The LDP heavyweight further said that on the one hand every country has the right to defend its sovereignty, on the other, for Japan specifically, possessing military forces has been unpopular internationally and particularly among the Japanese people, as notions of Japan's military are quick to be associated with the nation's past militarism and wartime aggression.

Ishiba also said that Abe highlighting the year 2020 as the timeframe for the revision to come into force, to coincide with the Olympics and Paralympic Games to be hosted in Tokyo, was "illogical."
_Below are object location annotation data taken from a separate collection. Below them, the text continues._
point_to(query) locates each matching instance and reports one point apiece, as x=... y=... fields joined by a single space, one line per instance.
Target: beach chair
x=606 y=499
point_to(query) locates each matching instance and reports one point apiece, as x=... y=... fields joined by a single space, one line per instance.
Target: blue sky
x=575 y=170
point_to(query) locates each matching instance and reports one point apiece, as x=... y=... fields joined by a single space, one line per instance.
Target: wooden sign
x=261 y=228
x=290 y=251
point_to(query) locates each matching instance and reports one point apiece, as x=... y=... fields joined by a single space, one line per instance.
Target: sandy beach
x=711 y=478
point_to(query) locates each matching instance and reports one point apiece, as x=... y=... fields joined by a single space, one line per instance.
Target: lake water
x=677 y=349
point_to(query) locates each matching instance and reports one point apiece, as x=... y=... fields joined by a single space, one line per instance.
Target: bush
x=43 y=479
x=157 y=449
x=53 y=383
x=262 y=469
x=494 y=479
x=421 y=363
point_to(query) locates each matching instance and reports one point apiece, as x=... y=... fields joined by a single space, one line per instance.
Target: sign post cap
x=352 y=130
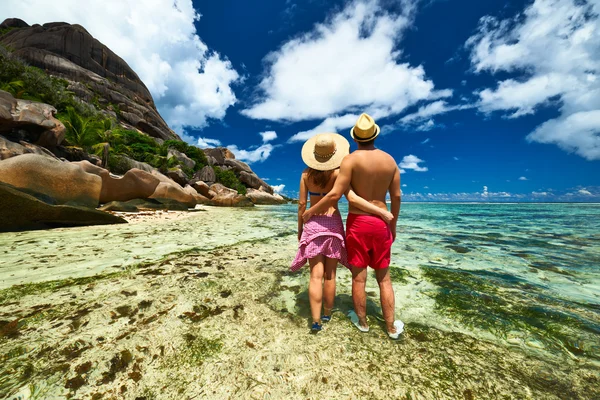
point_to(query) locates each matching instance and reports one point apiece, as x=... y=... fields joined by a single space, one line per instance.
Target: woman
x=322 y=238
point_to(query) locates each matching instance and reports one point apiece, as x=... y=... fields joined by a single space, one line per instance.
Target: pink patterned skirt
x=323 y=235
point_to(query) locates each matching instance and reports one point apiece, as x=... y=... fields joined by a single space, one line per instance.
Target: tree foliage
x=228 y=178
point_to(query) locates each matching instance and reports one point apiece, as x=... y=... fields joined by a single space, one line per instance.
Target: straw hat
x=365 y=129
x=325 y=151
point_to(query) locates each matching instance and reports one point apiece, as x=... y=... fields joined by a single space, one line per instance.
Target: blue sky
x=477 y=100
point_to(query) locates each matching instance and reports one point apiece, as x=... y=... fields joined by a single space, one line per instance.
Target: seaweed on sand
x=501 y=303
x=18 y=291
x=194 y=351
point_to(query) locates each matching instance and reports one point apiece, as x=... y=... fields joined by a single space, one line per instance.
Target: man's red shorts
x=368 y=241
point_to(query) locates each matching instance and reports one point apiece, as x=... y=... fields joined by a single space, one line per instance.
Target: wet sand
x=227 y=320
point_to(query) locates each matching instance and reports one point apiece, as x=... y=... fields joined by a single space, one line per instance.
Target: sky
x=477 y=100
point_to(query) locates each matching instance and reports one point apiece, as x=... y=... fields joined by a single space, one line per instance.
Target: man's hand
x=387 y=216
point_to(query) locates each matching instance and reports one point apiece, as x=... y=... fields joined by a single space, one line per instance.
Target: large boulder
x=264 y=198
x=177 y=175
x=135 y=184
x=70 y=52
x=237 y=166
x=13 y=23
x=10 y=149
x=216 y=156
x=203 y=189
x=251 y=180
x=122 y=164
x=64 y=182
x=182 y=158
x=200 y=199
x=206 y=174
x=37 y=119
x=170 y=190
x=19 y=211
x=225 y=197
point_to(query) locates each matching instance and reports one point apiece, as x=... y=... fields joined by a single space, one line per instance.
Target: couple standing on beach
x=365 y=177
He is adamant that far more effort is needed to deliberate with other parties on the issue and attempt to reach a broad consensus one way or the other, and, as has not been the case with other forced legislation recently, feels the general public need to be better informed and included in the dialogue.

Japan's main opposition Democratic Party has, for its part, described Abe's push to amend the constitution as being "a serious infringement on the legislative process."

Following Abe making a televised address announcing his intention to amend the pacifist clause of the nation's charter to legitimize the SDF's existence by 2020, the Democratic Party has claimed Abe has, in fact, intervened in the parliamentary process.

At the first lower house commission on constitutional issues that was convened, the Democratic Party insisted Abe retract his proposal with Masaharu Nakagawa, a lower house member, remarking that, "It is the Diet that has the right to initiate a constitutional revision. Prime Minister Abe's remarks have therefore been a serious infringement on the legislative process."

Abe's proposal has been met with staunch opposition from both ruling and opposition camps who believe the only way to proceed with the constitutional amendment of such a thorny issue is through careful parliamentary discussion and debate, not the "steamrolling" tactics Abe is known for.

Pro-amendment factions within the ruling Liberal Democratic Party and its Komeito ally, as well as in the opposition bloc, share a broad consensus that even though the ruling camp has the two-thirds majority necessary in both houses of parliament to bring about a national referendum on the issue, gaining the basic understanding of all parties is an essential first step for the motion to proceed.

Along with Democratic Party members, Japanese Communist Party member Seiken Akamine blasted Abe's remarks as being an "undue intervention into issues that should be handled by the Diet," adding that any change to the war-renouncing article in the constitution would change the charter's pacifist nature entirely.